NCLEX-PN
Nclex PN Questions and Answers
1. Who is responsible for obtaining the signature from the client on the informed consent?
- A. the staff nurse
- B. the charge nurse
- C. the LPN
- D. the physician
Correct answer: D
Rationale: The correct answer is the physician. It is the physician's responsibility to ensure that the client provides informed consent by obtaining their signature. While nurses play a crucial role in the healthcare team, their responsibility lies in verifying that the consent process has been completed correctly and advocating for the client. The staff nurse, charge nurse, and LPN do not have the authority to obtain the client's signature on the informed consent form, as this is within the scope of practice of the physician.
2. The laws enacted by states to provide immunity from liability to persons who provide emergency care at an accident scene are called:
- A. Good Samaritan laws.
- B. HIPAA.
- C. Patient Self-Determination Act (PSDA).
- D. OBRA.
Correct answer: A
Rationale: The correct answer is Good Samaritan laws. These laws protect individuals who provide voluntary emergency care from being held liable for any unintended injury or harm that may occur during the care. Good Samaritan laws encourage individuals to assist in emergencies without fear of legal repercussions. HIPAA, on the other hand, focuses on safeguarding patient information and privacy, ensuring confidentiality. The Patient Self-Determination Act (PSDA) pertains to a patient's rights to make decisions about their medical treatment and advance directives. OBRA, enacted in the late 1980s, aims to improve the quality of care in nursing homes and enhance residents' quality of life, focusing on nursing home reform and standards, which is not directly related to immunity for emergency care providers.
3. The nurse is transferring a client from a wheelchair to the bed. Which is the correct procedure?
- A. Pull the client toward you, and pivot him on the unaffected limb.
- B. Pull the client toward you, and pivot him on the affected limb.
- C. Push the client toward the bed, and pivot him on the affected limb.
- D. Stand the client on both legs, and push him toward the bed.
Correct answer: A
Rationale: When transferring a client from a wheelchair to the bed, the correct procedure is to pull the client toward you, which reduces workload force. By pivoting the client on the unaffected limb, strength is maintained to support the affected limb while moving towards the bed. Choice A is correct because it ensures a safe and effective transfer technique. Choices B, C, and D are incorrect as they involve incorrect positioning and movements that could potentially harm the client or increase the risk of injury. Pulling the client towards you puts less strain on your back and reduces the risk of injury. Pivoting on the unaffected limb ensures better support for the client's affected limb during the transfer process.
4. When ambulating a client with right-sided weakness, a nursing assistant should be positioned on which side of the client?
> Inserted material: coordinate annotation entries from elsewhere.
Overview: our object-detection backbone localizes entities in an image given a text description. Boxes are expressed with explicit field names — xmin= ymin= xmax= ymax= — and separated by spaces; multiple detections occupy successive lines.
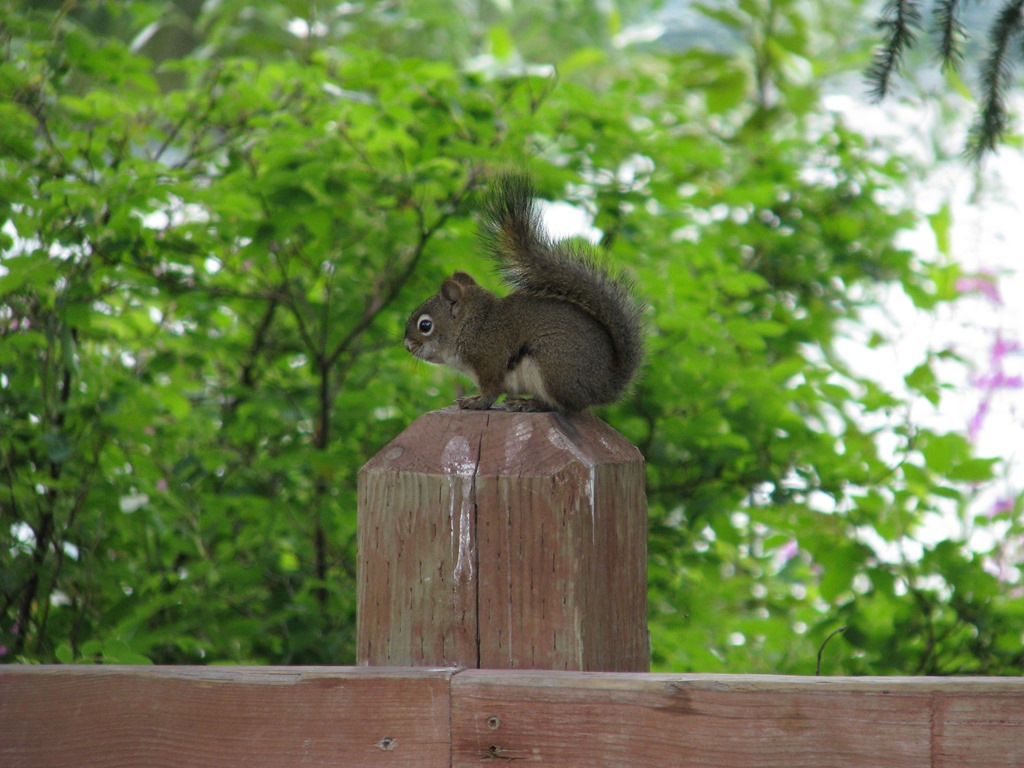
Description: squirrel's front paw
xmin=505 ymin=397 xmax=553 ymax=414
xmin=456 ymin=394 xmax=495 ymax=411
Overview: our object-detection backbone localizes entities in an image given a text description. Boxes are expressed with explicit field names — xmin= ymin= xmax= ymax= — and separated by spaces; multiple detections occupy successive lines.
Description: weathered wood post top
xmin=356 ymin=408 xmax=649 ymax=672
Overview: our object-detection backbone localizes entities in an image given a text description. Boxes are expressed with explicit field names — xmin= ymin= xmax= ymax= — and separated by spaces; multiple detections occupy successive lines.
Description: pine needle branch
xmin=867 ymin=0 xmax=921 ymax=101
xmin=967 ymin=0 xmax=1024 ymax=161
xmin=932 ymin=0 xmax=967 ymax=72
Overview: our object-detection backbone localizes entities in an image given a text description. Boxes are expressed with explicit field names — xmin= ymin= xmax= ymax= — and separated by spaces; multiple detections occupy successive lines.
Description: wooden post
xmin=356 ymin=409 xmax=649 ymax=672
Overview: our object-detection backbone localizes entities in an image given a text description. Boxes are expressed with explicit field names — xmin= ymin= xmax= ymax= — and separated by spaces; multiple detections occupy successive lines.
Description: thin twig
xmin=814 ymin=627 xmax=850 ymax=675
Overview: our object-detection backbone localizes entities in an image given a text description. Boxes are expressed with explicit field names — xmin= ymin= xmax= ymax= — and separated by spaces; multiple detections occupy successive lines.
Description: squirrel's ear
xmin=440 ymin=280 xmax=469 ymax=317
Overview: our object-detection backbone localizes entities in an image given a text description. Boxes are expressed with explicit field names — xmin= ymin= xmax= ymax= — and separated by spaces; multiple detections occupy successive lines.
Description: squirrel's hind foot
xmin=505 ymin=397 xmax=555 ymax=414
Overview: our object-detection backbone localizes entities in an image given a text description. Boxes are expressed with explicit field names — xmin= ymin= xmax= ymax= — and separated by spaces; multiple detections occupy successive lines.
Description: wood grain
xmin=0 ymin=667 xmax=453 ymax=768
xmin=0 ymin=666 xmax=1024 ymax=768
xmin=452 ymin=670 xmax=1024 ymax=768
xmin=356 ymin=409 xmax=649 ymax=671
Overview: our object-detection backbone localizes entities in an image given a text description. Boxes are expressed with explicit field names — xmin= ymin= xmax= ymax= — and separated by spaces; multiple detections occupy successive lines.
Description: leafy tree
xmin=0 ymin=0 xmax=1024 ymax=674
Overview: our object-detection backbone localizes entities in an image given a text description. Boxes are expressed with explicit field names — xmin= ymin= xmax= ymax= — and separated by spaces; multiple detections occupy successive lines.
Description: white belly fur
xmin=505 ymin=357 xmax=552 ymax=403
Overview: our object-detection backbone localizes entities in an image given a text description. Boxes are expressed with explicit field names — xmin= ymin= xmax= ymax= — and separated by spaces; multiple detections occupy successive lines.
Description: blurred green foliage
xmin=0 ymin=0 xmax=1024 ymax=674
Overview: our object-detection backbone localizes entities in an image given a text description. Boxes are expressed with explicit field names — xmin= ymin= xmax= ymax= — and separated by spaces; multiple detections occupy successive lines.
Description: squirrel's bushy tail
xmin=484 ymin=172 xmax=644 ymax=391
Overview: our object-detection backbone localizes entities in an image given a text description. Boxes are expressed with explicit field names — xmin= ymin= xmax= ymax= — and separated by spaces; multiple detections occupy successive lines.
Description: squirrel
xmin=404 ymin=172 xmax=644 ymax=414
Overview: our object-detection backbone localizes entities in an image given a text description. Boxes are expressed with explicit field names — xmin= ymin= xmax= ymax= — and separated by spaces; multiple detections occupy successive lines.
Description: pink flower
xmin=775 ymin=539 xmax=800 ymax=568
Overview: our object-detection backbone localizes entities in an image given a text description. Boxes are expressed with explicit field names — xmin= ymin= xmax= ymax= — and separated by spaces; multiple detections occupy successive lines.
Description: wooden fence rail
xmin=0 ymin=667 xmax=1024 ymax=768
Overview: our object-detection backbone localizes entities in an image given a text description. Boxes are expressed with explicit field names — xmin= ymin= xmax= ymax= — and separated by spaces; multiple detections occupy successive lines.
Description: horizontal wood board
xmin=0 ymin=666 xmax=1024 ymax=768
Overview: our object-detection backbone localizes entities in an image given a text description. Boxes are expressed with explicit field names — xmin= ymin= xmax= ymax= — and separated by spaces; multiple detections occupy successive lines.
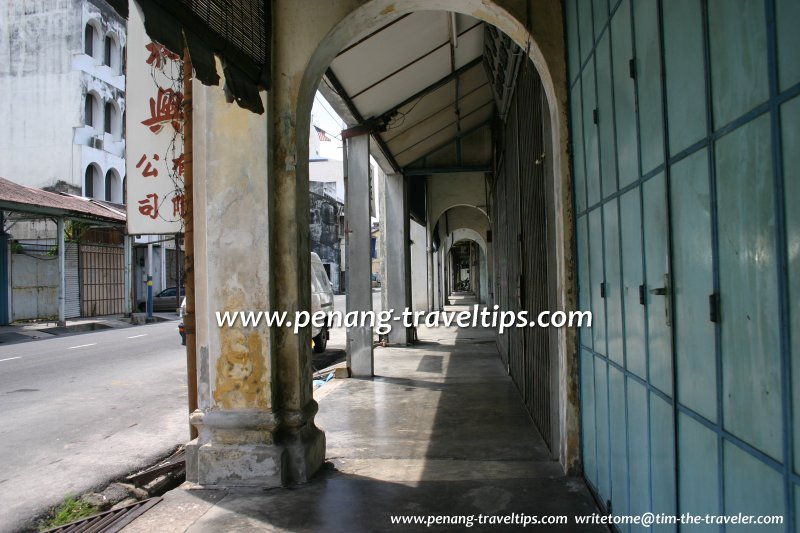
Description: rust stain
xmin=213 ymin=328 xmax=269 ymax=409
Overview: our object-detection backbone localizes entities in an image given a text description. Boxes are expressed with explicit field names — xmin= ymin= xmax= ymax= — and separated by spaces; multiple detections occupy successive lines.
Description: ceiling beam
xmin=403 ymin=165 xmax=492 ymax=176
xmin=380 ymin=56 xmax=483 ymax=123
xmin=325 ymin=68 xmax=400 ymax=172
- A. Stands behind the client
- B. Positions the free hand on the client's shoulder
- C. Stands on the right side of the client
- D. Grasps the security belt in the midspine area of the small of the client's back
Correct answer: C
Rationale: When ambulating a client with right-sided weakness, the nursing assistant should stand on the affected side, which in this case is the client's right side. This position allows the assistant to provide proper support and assistance. Standing behind the client (Choice A) is incorrect as the assistant should be on the affected side. Positioning the free hand on the client's shoulder (Choice B) is a correct action as it helps in pulling the client toward them in case of a forward fall. Grasping the security belt in the midspine area of the small of the client's back (Choice D) is also correct to provide support and stability during ambulation.
5. A client scheduled for a left mastectomy and axillary lymph node dissection is wearing a wedding band on her left ring finger. The nurse should take which action?
- A. Tape the wedding band in place
- B. Ask the client to sign a release freeing the hospital of responsibility if the wedding band is lost during surgery
- C. Explain to the client why the wedding band must be removed
- D. Ask the client whether she would like to remove the wedding band or wear it to surgery
Correct answer: C
Rationale: In most situations, a wedding band may be taped in place and worn during a surgical procedure. However, if there is a possibility that the client will experience swelling of the hand or fingers, the wedding band should be removed. On admission to a healthcare facility, the client is usually asked to sign a form that releases the agency from responsibility if a client's valuables are lost. After a mastectomy with axillary lymph node dissection, the client is at risk for lymphedema, which can result in swelling of the arm and hand on the affected side. Therefore, the appropriate nursing action is to ask the client to remove the wedding band and explain why. This ensures the client's safety and prevents potential complications. Option A is incorrect because taping the wedding band may not be sufficient if swelling occurs. Option B is incorrect as it does not address the immediate need to remove the wedding band. Option D is incorrect because it fails to provide the client with the necessary information about the potential risks of wearing the wedding band during surgery.